I dearly love my family, but oh.my.gosh these people are driving me crazy!!! For some reason, my guys have decided that I need to be available to them 24 X 7 and I do mean 24 hours a day!
It doesn't matter what I am doing, they think I am just sitting there waiting to solve all their problems. I got a call at work from Blake's school yesterday at 2:00. He had a concert coming up at 2:15 that he had forgotten about and he wanted me to get his trumpet for him. From home. Clear across town. 25 miles away. In 15 minutes. What does he think I am, the trumpet fairy?
I'm in back-to-back conference calls today and my other line keeps ringing. I can see it's my husband. I've told him not to call me multiple times in a row unless he is bleeding - literally. Since there have been several times when he HAS been bleeding, I take these calls fairly seriously. So I excuse myself from my conference call and answer the 2nd line, my heart in my throat. To give him credit, it was about a doctor - a doctor's bill anyway. The receipt that I requested to turn in to our insurance is going to be mailed today because they won't fax it. Are you KIDDING me? I about reached through the phone to strangle him. Uh gee honey, next time, why don't you text me, E-mail me, leave me a voice mail, fax me, write me a note, maybe even *gasp* wait until I get home tonight?
They just have no concept whatsoever that I have any purpose in life but to serve them. I finally had to make a rule because they kept interrupting me in the shower. I said if no one is bleeding, on the phone, or knocking at the front door, do not bother me! If you do, you will clean that bathroom from stem to stern. I am the only girl in the house, so you'd think they would be willing to give me some measure of privacy, but they will even interrupt me in the bathroom for the most trivial of things. Sheesh people, I only go maybe twice a week - are you sure you can't manage without me for that whole five minutes or so??? But no, they have to bug me every time. I think they have a special bathroom radar. Even the cats are in on the deal. More often than not, I'll see a little paw poking in under the door and hear a little meow. Et tu Buster?

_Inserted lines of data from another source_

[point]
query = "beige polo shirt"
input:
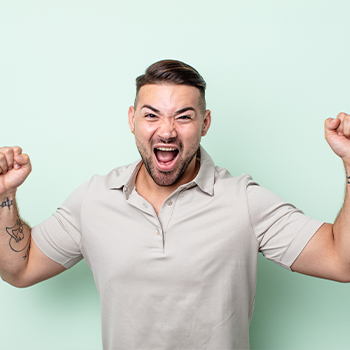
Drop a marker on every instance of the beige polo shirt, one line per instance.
(184, 279)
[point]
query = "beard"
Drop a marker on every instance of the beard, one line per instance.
(166, 178)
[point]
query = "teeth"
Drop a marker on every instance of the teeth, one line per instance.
(166, 149)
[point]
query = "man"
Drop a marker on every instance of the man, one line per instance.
(172, 240)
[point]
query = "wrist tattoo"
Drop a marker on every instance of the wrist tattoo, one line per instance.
(17, 240)
(7, 203)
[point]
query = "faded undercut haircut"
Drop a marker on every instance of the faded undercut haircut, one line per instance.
(172, 72)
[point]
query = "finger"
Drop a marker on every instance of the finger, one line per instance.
(22, 160)
(6, 159)
(345, 124)
(341, 116)
(17, 150)
(332, 124)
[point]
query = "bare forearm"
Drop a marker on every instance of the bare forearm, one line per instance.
(14, 238)
(341, 227)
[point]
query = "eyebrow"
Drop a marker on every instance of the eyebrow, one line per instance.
(182, 110)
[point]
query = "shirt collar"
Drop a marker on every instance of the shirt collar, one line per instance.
(126, 176)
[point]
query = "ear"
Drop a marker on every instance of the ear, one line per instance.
(131, 117)
(206, 122)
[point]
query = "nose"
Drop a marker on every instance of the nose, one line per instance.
(167, 129)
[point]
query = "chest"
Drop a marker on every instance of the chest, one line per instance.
(194, 237)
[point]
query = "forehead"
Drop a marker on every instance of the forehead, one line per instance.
(168, 97)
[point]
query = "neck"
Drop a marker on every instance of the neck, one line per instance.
(156, 194)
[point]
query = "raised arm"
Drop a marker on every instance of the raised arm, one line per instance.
(21, 262)
(327, 255)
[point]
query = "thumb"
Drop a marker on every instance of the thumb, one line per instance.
(332, 124)
(22, 161)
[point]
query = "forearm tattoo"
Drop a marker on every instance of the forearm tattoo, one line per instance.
(6, 203)
(17, 241)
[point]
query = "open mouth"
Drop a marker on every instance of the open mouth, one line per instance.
(166, 157)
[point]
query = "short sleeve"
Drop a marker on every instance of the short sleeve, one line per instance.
(281, 229)
(59, 237)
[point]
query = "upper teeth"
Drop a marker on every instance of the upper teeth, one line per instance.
(165, 149)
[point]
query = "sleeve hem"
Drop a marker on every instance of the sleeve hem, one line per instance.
(299, 243)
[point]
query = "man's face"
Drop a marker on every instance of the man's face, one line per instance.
(168, 126)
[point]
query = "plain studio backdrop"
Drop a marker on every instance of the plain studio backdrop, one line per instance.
(275, 70)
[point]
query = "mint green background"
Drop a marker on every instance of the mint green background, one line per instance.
(275, 70)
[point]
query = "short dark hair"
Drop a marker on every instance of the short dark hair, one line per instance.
(172, 72)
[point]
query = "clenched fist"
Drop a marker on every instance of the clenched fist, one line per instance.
(14, 168)
(337, 133)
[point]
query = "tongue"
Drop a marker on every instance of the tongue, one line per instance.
(166, 156)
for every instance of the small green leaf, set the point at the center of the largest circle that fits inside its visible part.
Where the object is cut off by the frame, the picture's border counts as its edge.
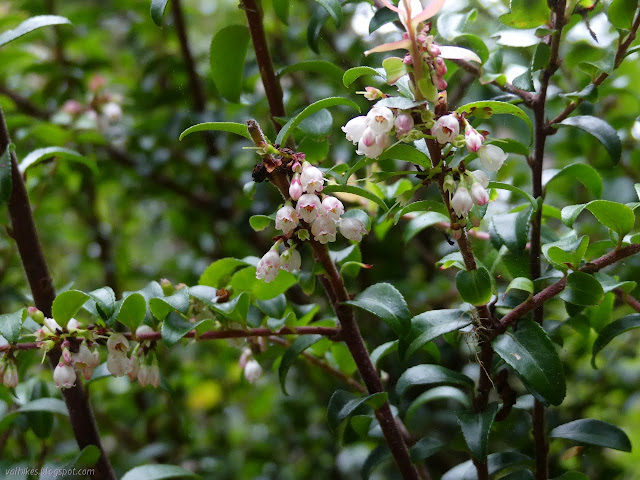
(431, 375)
(11, 323)
(228, 51)
(237, 128)
(67, 304)
(585, 174)
(611, 331)
(30, 25)
(133, 311)
(343, 404)
(474, 286)
(298, 346)
(475, 429)
(588, 431)
(292, 124)
(387, 303)
(158, 472)
(531, 354)
(430, 325)
(354, 73)
(600, 129)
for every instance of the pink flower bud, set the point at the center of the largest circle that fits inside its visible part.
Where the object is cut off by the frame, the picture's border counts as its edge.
(324, 229)
(404, 124)
(287, 219)
(295, 189)
(355, 128)
(446, 128)
(352, 229)
(461, 202)
(312, 179)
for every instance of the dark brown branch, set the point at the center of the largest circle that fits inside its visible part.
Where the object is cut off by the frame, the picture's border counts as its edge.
(24, 232)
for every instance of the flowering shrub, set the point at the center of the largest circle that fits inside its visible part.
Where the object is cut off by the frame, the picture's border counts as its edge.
(453, 375)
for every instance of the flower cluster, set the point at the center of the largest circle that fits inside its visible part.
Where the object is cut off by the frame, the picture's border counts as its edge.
(323, 215)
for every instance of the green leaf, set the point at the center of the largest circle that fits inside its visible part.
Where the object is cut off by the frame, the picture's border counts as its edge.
(158, 472)
(488, 108)
(585, 174)
(311, 109)
(298, 346)
(30, 25)
(475, 429)
(431, 375)
(344, 404)
(237, 128)
(611, 331)
(175, 326)
(67, 304)
(386, 302)
(41, 154)
(228, 51)
(430, 325)
(11, 324)
(334, 9)
(6, 184)
(621, 13)
(474, 286)
(323, 67)
(133, 311)
(354, 73)
(588, 431)
(615, 216)
(355, 190)
(531, 354)
(600, 129)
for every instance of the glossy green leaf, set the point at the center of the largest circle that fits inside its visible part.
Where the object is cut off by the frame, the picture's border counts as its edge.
(431, 375)
(474, 286)
(588, 431)
(611, 331)
(11, 324)
(330, 70)
(354, 73)
(488, 108)
(355, 190)
(237, 128)
(430, 325)
(292, 124)
(228, 51)
(386, 302)
(298, 346)
(533, 356)
(344, 404)
(526, 14)
(475, 429)
(585, 174)
(133, 311)
(30, 25)
(158, 472)
(600, 129)
(67, 304)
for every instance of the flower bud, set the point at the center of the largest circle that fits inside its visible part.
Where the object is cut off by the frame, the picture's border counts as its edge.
(324, 229)
(295, 189)
(446, 128)
(252, 371)
(355, 128)
(287, 219)
(352, 229)
(461, 202)
(491, 157)
(268, 266)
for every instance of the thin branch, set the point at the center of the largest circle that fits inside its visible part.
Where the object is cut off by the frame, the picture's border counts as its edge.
(82, 420)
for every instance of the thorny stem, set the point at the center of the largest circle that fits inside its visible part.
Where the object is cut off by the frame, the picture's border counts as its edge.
(82, 419)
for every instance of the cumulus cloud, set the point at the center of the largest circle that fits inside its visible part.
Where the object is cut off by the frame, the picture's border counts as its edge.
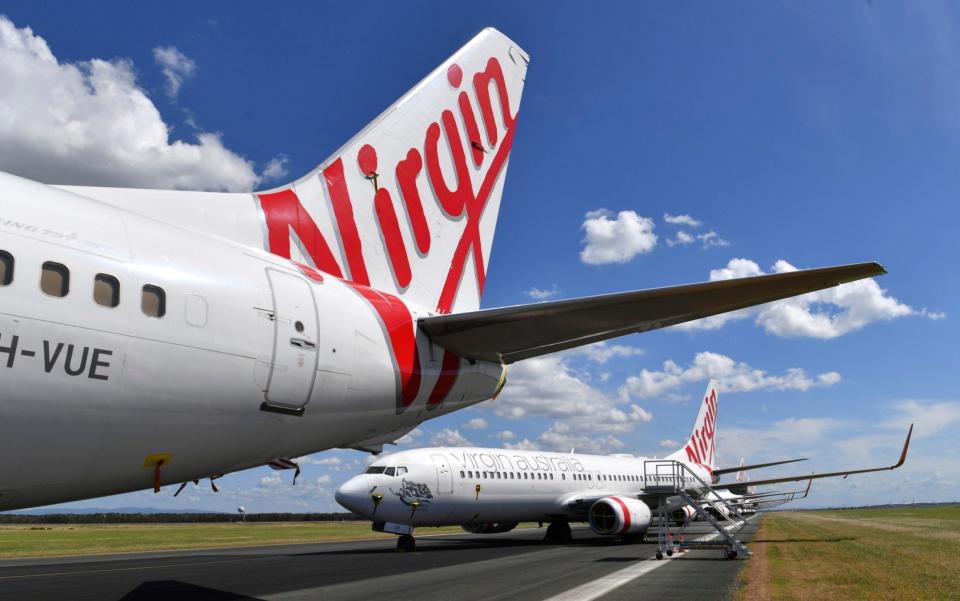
(681, 220)
(711, 239)
(928, 418)
(542, 294)
(551, 387)
(732, 376)
(681, 238)
(523, 445)
(825, 314)
(477, 423)
(176, 67)
(90, 123)
(449, 438)
(276, 168)
(616, 240)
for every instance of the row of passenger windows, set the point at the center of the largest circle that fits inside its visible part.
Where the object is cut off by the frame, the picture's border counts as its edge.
(542, 476)
(55, 281)
(508, 475)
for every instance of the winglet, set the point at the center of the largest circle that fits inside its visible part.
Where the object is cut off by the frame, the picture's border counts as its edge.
(906, 445)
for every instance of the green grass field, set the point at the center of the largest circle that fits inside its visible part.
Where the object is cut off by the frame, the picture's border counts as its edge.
(902, 553)
(37, 540)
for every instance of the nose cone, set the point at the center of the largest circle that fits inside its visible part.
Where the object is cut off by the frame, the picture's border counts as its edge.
(354, 494)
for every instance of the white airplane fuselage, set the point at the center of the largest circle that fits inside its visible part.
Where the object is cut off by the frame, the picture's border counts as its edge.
(474, 486)
(93, 395)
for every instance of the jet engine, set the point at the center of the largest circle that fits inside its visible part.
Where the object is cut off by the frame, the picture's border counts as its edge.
(619, 515)
(489, 527)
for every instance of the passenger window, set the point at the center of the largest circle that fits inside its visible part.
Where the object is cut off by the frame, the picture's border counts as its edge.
(6, 268)
(153, 303)
(55, 279)
(106, 290)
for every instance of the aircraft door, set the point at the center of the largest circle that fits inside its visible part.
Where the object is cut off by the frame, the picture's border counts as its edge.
(444, 475)
(294, 365)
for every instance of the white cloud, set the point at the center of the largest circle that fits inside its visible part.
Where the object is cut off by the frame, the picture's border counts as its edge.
(681, 238)
(477, 423)
(176, 67)
(449, 438)
(522, 445)
(825, 314)
(89, 123)
(410, 436)
(681, 220)
(616, 240)
(270, 480)
(276, 168)
(928, 418)
(731, 376)
(542, 294)
(550, 387)
(711, 239)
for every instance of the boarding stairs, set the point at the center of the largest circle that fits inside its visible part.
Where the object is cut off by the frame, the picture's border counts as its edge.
(668, 478)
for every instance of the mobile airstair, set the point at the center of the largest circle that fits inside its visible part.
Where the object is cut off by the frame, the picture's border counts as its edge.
(667, 478)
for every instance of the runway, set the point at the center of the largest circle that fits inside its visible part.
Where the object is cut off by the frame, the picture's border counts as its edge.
(464, 567)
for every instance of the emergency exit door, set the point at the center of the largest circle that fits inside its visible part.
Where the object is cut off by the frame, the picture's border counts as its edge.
(294, 365)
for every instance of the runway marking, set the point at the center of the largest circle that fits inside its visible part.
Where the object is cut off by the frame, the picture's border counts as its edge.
(603, 585)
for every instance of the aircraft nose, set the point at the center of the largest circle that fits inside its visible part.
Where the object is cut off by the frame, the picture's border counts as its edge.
(355, 495)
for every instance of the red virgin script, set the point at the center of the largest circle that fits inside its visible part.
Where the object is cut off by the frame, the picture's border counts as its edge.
(701, 445)
(283, 211)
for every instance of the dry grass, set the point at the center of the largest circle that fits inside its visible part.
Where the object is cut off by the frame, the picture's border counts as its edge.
(862, 554)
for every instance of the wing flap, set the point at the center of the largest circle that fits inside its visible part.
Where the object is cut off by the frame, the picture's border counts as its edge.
(514, 333)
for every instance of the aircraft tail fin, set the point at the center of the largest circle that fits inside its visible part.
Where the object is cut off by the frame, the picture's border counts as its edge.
(702, 446)
(409, 205)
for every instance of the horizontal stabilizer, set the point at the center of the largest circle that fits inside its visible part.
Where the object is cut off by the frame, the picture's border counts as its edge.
(514, 333)
(745, 468)
(741, 487)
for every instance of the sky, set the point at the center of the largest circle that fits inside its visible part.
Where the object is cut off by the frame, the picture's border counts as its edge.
(657, 144)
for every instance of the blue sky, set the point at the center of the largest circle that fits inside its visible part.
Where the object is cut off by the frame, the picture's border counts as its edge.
(811, 133)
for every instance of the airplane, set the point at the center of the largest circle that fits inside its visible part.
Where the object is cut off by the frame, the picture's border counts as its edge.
(489, 490)
(156, 337)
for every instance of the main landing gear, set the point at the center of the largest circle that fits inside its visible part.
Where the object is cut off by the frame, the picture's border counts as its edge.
(558, 533)
(406, 543)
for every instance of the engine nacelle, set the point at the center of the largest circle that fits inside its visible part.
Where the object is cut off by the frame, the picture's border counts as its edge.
(619, 515)
(489, 527)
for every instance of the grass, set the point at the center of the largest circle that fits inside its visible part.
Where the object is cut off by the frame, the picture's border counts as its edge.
(47, 540)
(890, 553)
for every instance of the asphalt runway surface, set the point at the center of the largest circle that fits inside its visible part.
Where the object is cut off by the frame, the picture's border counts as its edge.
(464, 567)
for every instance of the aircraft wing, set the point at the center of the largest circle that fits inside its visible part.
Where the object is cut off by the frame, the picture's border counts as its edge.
(514, 333)
(756, 466)
(737, 487)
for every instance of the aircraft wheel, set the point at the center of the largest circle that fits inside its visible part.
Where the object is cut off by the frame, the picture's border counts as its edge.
(407, 543)
(558, 533)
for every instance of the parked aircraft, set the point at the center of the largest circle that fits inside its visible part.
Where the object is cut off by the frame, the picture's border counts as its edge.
(492, 490)
(155, 337)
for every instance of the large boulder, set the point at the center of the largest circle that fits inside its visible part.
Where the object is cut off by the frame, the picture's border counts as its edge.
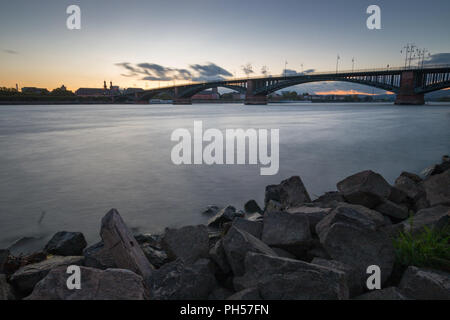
(425, 284)
(187, 243)
(273, 206)
(252, 227)
(210, 210)
(6, 291)
(4, 256)
(329, 198)
(97, 256)
(180, 281)
(353, 280)
(217, 254)
(66, 243)
(123, 247)
(366, 188)
(389, 293)
(314, 214)
(109, 284)
(225, 215)
(237, 243)
(289, 193)
(431, 218)
(246, 294)
(359, 247)
(352, 214)
(437, 189)
(288, 231)
(412, 186)
(155, 256)
(287, 279)
(393, 210)
(252, 206)
(26, 277)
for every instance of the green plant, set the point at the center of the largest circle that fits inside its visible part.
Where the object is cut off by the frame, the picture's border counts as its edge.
(428, 248)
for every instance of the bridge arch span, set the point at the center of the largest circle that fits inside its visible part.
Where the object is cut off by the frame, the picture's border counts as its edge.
(290, 83)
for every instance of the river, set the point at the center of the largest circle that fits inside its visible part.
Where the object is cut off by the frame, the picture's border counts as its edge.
(62, 167)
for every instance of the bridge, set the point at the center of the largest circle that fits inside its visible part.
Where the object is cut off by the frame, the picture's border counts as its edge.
(409, 84)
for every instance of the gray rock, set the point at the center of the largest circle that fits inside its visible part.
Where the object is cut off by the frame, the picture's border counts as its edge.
(273, 206)
(225, 215)
(155, 256)
(220, 293)
(289, 193)
(329, 197)
(110, 284)
(314, 214)
(6, 291)
(352, 214)
(123, 247)
(390, 293)
(252, 206)
(26, 277)
(4, 255)
(252, 227)
(211, 210)
(283, 253)
(281, 278)
(437, 189)
(97, 256)
(237, 244)
(410, 185)
(217, 254)
(287, 231)
(393, 210)
(353, 279)
(432, 218)
(366, 188)
(412, 176)
(425, 284)
(179, 281)
(398, 196)
(187, 243)
(153, 240)
(359, 247)
(246, 294)
(65, 243)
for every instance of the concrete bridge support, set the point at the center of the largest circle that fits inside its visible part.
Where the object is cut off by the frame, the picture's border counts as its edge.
(252, 99)
(406, 94)
(179, 100)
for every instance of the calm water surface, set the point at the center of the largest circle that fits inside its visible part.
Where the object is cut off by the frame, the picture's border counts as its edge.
(75, 162)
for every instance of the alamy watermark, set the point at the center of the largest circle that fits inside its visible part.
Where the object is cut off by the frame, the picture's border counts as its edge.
(234, 146)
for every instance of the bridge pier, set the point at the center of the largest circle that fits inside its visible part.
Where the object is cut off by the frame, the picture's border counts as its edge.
(176, 101)
(250, 97)
(406, 94)
(255, 100)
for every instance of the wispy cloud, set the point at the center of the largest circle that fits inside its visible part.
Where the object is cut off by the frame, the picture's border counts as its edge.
(9, 51)
(156, 72)
(348, 92)
(438, 58)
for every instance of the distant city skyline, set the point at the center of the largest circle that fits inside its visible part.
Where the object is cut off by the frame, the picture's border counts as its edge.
(144, 44)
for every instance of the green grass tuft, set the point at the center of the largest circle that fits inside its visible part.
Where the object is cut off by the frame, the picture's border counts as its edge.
(429, 248)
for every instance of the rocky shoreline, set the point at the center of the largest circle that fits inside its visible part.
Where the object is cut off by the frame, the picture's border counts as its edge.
(293, 248)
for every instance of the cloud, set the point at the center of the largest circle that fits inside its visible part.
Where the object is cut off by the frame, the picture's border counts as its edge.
(156, 72)
(9, 51)
(290, 72)
(438, 58)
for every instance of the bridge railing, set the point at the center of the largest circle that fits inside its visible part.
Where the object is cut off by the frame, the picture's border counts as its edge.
(339, 72)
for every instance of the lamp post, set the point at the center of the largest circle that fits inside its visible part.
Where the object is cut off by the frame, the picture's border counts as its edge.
(337, 63)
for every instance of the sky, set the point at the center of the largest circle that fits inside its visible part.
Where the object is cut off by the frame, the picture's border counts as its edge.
(145, 43)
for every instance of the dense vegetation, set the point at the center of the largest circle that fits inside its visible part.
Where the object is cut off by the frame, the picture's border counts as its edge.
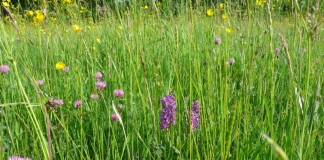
(161, 79)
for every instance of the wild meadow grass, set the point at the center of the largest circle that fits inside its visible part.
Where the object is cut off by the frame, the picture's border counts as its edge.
(258, 79)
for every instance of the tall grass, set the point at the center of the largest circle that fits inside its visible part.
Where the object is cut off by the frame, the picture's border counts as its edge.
(149, 54)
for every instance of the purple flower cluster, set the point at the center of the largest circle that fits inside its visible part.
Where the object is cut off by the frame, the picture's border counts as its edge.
(40, 82)
(94, 96)
(101, 85)
(114, 117)
(118, 92)
(77, 103)
(195, 115)
(218, 41)
(57, 102)
(98, 75)
(168, 111)
(18, 158)
(4, 69)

Are all kids like this or is it just mine? It's not that I'm easy on them or anything. My boys know if they want to see steam coming out of my ears, just think about talking to me during a business call. Even if I'm in an hour-long conference call, staring off into space, I might be listening to the most important piece of information I've heard all week! And if I miss it, there is no rewind button. This isn't Tivo. I can't just wind it back 2 minutes and find out what the deadline is on the "do this or die" project. And I'm sure not going to be the turkey who pipes up and interrupts my boss in front of my whole department to tell her that I missed that vital piece of information, while my son was trying to tell me he wants to go play with the kid across the street. The same kid who is still going to be there an hour from now, a day from now, or a week from now!
And my husband is even worse than the kids. He doesn't believe that I may have someone important standing there in my office, or that I may be rushing out a report with a 5 minute deadline, or that I'm trying to squeeze in a few minutes of work between 3 back-to-back meetings, when he wants to talk to me, he just assumes I'm available. Typical conversation:
"Hi, myboss'sbossisontheotherline,andI'vegotameetingin2minutes. Ican'ttalkrightnow!"
"Oh OK, well, since I've got you on the phone....."
Oh man, I need a vacation. In a yurt. In Mongolia. Where there is no phone, fax machine, or E-mail. I've got to get away from these people!